Sooo… as a test please edit this file /var/www/html/fog/lib/fog/bootmenu.class.php search for some fragment of “sanboot --no-describe --drive 0x80” it should be listed only once in that file. Change the 0x80 to 0x81 then file and save the class file. Be sure that you have the host set to sanboot and then use the browser trick I chatted to you to confirm that the sanboot is now sending to the 0x81 disk. Once confirmed try to boot that target computer again. If it works then we have to find the next steps, but we can prove the process works.
-
That makes sense. I guess my thought here, is, before trying to boot through network, after installing Ubuntu, I run a set of udev rules, this remapping which disk /dev/sda and /dev/sdb are associated with.
Also, I can’t switch the cables around, one drive is SATA where the other is… like an onboard PCI-e disk. I wanted to handle it when installing Linux, but it looks like they have their own set of udev rules which always maps the larger drive to /dev/sda instead /dev/sdb. Which is why I was thinking, maybe we’ll just have our own we run as necessary to correct this, prior to building our golden image.
At the end of the day, the primary disk should be /dev/sda anyway, so I want to figure out how to get the smaller drive mapped to /dev/sda instead of /dev/sdb if I can.
Anyway, my time has run up for today. I will try a few more things tomorrow morning, specifically regarding udev rules first, most likely.
Thanks again for everyone’s help.
-Dustin
-
@george1421 said in Host Startup; Booting into LVM Disk Fails:
@george1421 OK I have a hackish way to test this idea.
But first, I went through each of the exit modes and all pick the first hard drive. Looking into the code all of the exit modes are hard coded to boot to the first hard disk.
Sooo… as a test please edit this file /var/www/html/fog/lib/fog/bootmenu.class.php search for some fragment of “sanboot --no-describe --drive 0x80” it should be listed only once in that file. Change the 0x80 to 0x81 then file and save the class file. Be sure that you have the host set to sanboot and then use the browser trick I chatted to you to confirm that the sanboot is now sending to the 0x81 disk. Once confirmed try to boot that target computer again. If it works then we have to find the next steps, but we can prove the process works.
Haha, yeah… I tried that earlier.

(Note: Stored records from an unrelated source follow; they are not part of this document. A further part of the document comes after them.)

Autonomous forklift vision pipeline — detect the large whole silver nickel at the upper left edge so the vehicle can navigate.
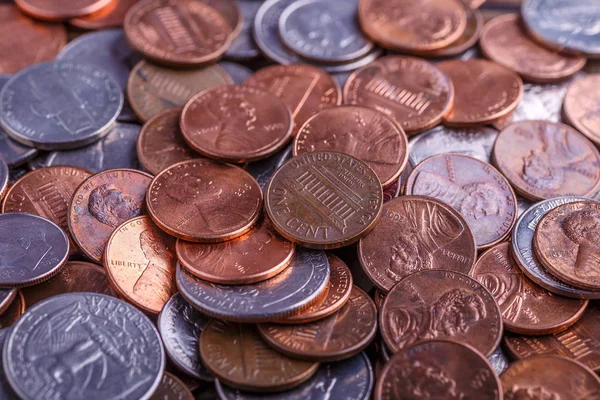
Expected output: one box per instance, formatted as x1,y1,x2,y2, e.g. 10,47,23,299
0,61,123,150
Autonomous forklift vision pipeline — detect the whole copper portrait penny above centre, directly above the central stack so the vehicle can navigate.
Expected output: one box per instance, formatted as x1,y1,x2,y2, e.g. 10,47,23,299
181,85,294,163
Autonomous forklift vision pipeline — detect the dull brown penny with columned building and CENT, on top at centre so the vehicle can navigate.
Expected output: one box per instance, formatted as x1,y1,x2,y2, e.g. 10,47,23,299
265,152,383,249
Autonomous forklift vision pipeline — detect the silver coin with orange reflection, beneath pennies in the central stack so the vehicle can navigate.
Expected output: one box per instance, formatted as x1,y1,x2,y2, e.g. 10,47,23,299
176,248,329,322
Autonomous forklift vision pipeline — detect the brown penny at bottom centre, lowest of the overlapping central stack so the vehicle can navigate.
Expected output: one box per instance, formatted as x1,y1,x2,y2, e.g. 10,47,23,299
200,319,319,392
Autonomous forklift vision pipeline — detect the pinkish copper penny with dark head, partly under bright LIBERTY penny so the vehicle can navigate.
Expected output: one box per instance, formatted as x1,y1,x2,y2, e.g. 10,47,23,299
68,168,152,262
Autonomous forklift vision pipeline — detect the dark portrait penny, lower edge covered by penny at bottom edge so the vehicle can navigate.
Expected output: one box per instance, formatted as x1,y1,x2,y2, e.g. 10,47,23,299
379,270,502,356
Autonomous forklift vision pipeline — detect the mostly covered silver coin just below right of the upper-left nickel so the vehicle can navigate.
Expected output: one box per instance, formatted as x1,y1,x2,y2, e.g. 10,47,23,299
45,123,141,172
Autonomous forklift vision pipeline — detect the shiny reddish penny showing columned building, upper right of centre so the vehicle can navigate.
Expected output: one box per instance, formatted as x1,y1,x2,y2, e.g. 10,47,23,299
344,56,454,135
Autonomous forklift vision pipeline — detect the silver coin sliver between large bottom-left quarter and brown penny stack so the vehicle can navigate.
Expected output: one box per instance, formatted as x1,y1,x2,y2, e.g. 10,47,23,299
156,293,214,381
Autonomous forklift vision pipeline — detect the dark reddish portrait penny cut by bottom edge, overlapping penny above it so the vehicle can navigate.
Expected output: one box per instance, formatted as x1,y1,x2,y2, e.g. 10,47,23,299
373,340,503,400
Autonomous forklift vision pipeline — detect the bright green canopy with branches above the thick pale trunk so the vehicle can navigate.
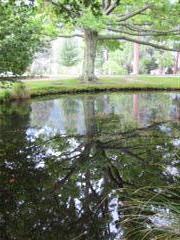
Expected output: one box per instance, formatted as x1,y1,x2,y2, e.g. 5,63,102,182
48,0,180,48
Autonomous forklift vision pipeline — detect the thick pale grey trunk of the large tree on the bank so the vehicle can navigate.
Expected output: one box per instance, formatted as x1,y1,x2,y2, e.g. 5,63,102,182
82,29,97,82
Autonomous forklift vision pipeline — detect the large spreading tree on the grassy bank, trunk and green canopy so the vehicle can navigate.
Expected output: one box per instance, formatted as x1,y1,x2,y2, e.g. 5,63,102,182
45,0,180,81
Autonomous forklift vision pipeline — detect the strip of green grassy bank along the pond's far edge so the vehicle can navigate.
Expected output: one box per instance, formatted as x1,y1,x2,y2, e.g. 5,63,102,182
0,76,180,101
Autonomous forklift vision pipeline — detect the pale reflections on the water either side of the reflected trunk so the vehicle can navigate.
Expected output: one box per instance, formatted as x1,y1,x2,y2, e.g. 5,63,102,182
27,93,180,141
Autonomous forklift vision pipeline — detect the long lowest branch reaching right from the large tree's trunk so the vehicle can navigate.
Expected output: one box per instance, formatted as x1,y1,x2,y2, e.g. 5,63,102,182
98,35,180,52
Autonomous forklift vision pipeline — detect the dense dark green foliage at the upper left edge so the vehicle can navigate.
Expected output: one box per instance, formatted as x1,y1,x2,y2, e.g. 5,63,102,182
0,3,44,75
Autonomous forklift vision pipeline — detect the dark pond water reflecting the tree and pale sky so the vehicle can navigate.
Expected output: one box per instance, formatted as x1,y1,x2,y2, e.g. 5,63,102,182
0,92,180,240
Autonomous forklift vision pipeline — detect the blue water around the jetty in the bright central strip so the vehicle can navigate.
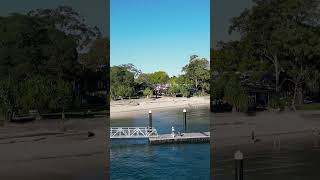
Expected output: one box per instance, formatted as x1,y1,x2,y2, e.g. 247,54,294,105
110,109,210,180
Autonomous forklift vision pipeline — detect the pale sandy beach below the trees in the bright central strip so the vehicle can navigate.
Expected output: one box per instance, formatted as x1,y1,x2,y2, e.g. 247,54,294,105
110,96,210,118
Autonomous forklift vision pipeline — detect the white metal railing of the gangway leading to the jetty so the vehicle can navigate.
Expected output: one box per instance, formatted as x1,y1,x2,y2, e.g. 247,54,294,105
110,127,158,139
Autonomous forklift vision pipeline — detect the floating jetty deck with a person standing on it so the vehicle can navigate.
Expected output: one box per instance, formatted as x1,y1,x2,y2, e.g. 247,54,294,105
149,132,210,144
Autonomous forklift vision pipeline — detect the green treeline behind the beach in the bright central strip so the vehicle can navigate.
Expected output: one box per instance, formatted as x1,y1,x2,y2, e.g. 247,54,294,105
110,55,210,99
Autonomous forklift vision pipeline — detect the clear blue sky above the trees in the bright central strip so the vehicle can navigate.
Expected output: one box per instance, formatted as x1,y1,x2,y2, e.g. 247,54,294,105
110,0,210,76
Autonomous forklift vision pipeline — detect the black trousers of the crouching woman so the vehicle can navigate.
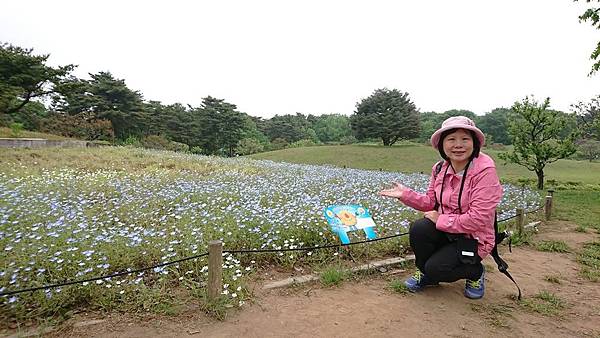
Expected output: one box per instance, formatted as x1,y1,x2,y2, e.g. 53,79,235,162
409,218,483,283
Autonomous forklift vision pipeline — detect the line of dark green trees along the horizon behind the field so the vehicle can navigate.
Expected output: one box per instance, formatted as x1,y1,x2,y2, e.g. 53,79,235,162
0,43,600,166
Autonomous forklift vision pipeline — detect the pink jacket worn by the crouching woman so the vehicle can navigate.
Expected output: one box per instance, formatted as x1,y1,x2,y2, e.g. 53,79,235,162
400,153,502,259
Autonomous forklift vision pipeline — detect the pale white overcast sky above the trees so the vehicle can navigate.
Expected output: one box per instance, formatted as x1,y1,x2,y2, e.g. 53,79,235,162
0,0,600,117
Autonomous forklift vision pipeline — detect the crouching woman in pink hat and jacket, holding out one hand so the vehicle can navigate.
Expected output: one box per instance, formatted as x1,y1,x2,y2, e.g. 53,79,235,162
379,116,502,299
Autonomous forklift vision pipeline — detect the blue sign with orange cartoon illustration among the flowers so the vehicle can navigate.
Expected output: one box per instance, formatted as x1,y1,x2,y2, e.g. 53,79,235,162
324,204,377,244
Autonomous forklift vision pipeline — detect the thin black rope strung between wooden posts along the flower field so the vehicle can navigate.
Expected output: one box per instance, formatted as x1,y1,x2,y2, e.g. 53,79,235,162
0,206,544,297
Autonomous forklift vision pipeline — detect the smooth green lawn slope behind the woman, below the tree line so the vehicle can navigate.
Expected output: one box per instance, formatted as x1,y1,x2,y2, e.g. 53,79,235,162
251,142,600,189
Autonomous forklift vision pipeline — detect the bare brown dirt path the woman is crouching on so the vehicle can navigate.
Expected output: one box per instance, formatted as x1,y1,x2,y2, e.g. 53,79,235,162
34,222,600,337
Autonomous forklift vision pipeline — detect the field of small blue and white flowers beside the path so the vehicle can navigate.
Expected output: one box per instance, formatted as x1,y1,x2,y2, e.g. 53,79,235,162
0,148,541,322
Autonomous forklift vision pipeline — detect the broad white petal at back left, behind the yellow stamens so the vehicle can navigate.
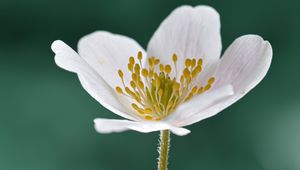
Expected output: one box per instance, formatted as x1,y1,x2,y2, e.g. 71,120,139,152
78,31,146,88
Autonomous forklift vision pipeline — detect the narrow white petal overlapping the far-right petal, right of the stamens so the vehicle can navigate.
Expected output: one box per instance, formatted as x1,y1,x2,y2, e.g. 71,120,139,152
164,85,234,126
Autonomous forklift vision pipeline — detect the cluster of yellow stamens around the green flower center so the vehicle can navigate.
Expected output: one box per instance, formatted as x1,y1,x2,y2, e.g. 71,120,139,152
116,52,215,121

The disk just boot looped with no prompt, indefinitely, until I force-killed-power to the machine.
Edit> That was my immediate hack idea too, just to see if it would work
PS> Everything checked out, regarding your hack for reviewing the settings passed - 0x81 was assigned when tested. -
@george1421 said in Host Startup; Booting into LVM Disk Fails:
Sooo… as a test please edit this file /var/www/html/fog/lib/fog/bootmenu.class.php
Along the same lines, you will find this at line 142 concerning grub that is easy to snipe:
'rootnoverify (hd0);chainloader +1`
Maybe change hd0 to hd1 and switch the host to grub and see what happens.